Zdewastowany pomnik „Rzeź Wołyńska” w Domostawie. Na cokole banderowska flaga i napis „Chwała UPA”

Zdewastowany pomnik „Rzeź Wołyńska” w Domostawie. Na cokole banderowska flaga i napis „Chwała UPA”

  • Dodał: Poinformowani .pl
  • Data publikacji: 07.08.2025, 15:06

Skandaliczny akt wandalizmu w województwie podkarpackim. Pomnik poświęcony ofiarom Rzezi Wołyńskiej został zbezczeszczony w nocy w miejscowości Domostawa. Sprawcy namalowali na cokole symbolikę UPA i hasło „Chwała UPA”. Śledztwo już trwa.

 

Wandalizm w Domostawie, zbezczeszczono miejsce pamięci

 

W nocy z wtorku na środę doszło do aktu wandalizmu, który poruszył opinię publiczną w całym kraju. Pomnik „Rzeź Wołyńska” autorstwa Andrzeja Pityńskiego, upamiętniający ofiary ludobójstwa dokonanego na Polakach przez Ukraińską Powstańczą Armię, został zdewastowany. Na cokole monumentu pojawiły się czerwono-czarne barwy oraz hasło „Chwała UPA”.

 

Miejsce, które miało służyć pamięci o ofiarach jednej z najtragiczniejszych zbrodni XX wieku, stało się celem obraźliwego ataku. Sytuacja wywołała oburzenie nie tylko wśród lokalnych mieszkańców, ale i w mediach ogólnopolskich.

Historia pomnika i symboliczna lokalizacja

 

Pomnik „Rzeź Wołyńska” to dzieło wybitnego rzeźbiarza Andrzeja Pityńskiego, które przez wiele lat nie mogło znaleźć stałego miejsca ekspozycji. W końcu, w 2024 roku, monument trafił do Domostawy – niewielkiej miejscowości w powiecie niżańskim, położonej przy trasie S19. Ustawienie go właśnie tam miało znaczenie symboliczne i było szeroko komentowane w przestrzeni publicznej.

 

Rzeźba przedstawia dramatyczną scenę ofiary i oprawcy, ma charakter artystycznego oskarżenia wobec zbrodni popełnionych przez UPA na ludności polskiej na Wołyniu i w Małopolsce Wschodniej.

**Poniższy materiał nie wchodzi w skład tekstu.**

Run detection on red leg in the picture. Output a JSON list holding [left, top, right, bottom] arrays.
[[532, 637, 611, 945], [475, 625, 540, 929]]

Dlatego tym bardziej oburza fakt, że pomnik został zbezczeszczony przez umieszczenie na nim symboli gloryfikujących sprawców tych wydarzeń.

 

Śledztwo w toku, możliwe różne motywy działania

 

Policja prowadzi intensywne czynności dochodzeniowe w sprawie dewastacji. Jak poinformowały lokalne władze, wszczęto postępowanie mające na celu ustalenie tożsamości sprawców. Zabezpieczono materiał z kamer monitoringu znajdujących się w pobliżu drogi ekspresowej, a sprawa została objęta nadzorem prokuratorskim.

 

Eksperci nie wykluczają różnych wersji wydarzeń. Z jednej strony może to być przejaw radykalnych poglądów i bezmyślnego wandalizmu, z drugiej – pojawiają się spekulacje o możliwych działaniach prowokacyjnych, być może inspirowanych z zewnątrz. W kontekście napięć geopolitycznych oraz aktywności rosyjskich służb specjalnych w Europie Środkowo-Wschodniej, śledczy nie ignorują hipotezy o ewentualnej operacji dezinformacyjnej.

 

Nie pierwszy taki przypadek w Polsce

 

Warto przypomnieć, że to nie pierwszy akt wandalizmu wobec miejsca pamięci ofiar ukraińskiego nacjonalizmu. Wcześniej zniszczono m.in. pomnik poświęcony ofiarom UPA we Wrocławiu. W obu przypadkach zastosowano podobne metody – farba w barwach UPA oraz hasła gloryfikujące działalność tej organizacji.

 

Działania tego typu mają nie tylko charakter przestępstwa przeciwko mieniu, ale również wymiar głęboko symboliczny – stanowią atak na pamięć o ofiarach i próbę zakłócenia społecznej debaty o trudnej historii relacji polsko-ukraińskich.

 

Władze i społeczeństwo oczekują reakcji

 

Samorządowcy, działacze społeczni i mieszkańcy regionu oczekują szybkiej i stanowczej reakcji ze strony organów ścigania. Pomnik „Rzeź Wołyńska” w Domostawie został nie tylko zniszczony fizycznie, ale również znieważony pod względem wartości, jakie reprezentuje – pamięci, prawdy historycznej i szacunku dla ofiar.

 

Oczekuje się, że sprawcy zostaną szybko zidentyfikowani i pociągnięci do odpowiedzialności. Obecnie trwają prace nad oczyszczeniem pomnika i przywróceniem mu pierwotnego wyglądu. Mieszkańcy Domostawy zapowiedzieli również organizację lokalnych wydarzeń upamiętniających ofiary Rzezi Wołyńskiej jako odpowiedź na ten haniebny akt.

 

Atak na pomnik to cios w pamięć historyczną

 

Dewastacja monumentu w Domostawie to bolesny sygnał, że historia wciąż bywa przedmiotem sporu i manipulacji. Niezależnie od tego, kto stoi za tym aktem, wandalizm ten zasługuje na jednoznaczne potępienie. W obliczu tego zdarzenia jeszcze ważniejsze staje się pielęgnowanie pamięci historycznej oraz budowanie postaw opartych na prawdzie i szacunku wobec przeszłości.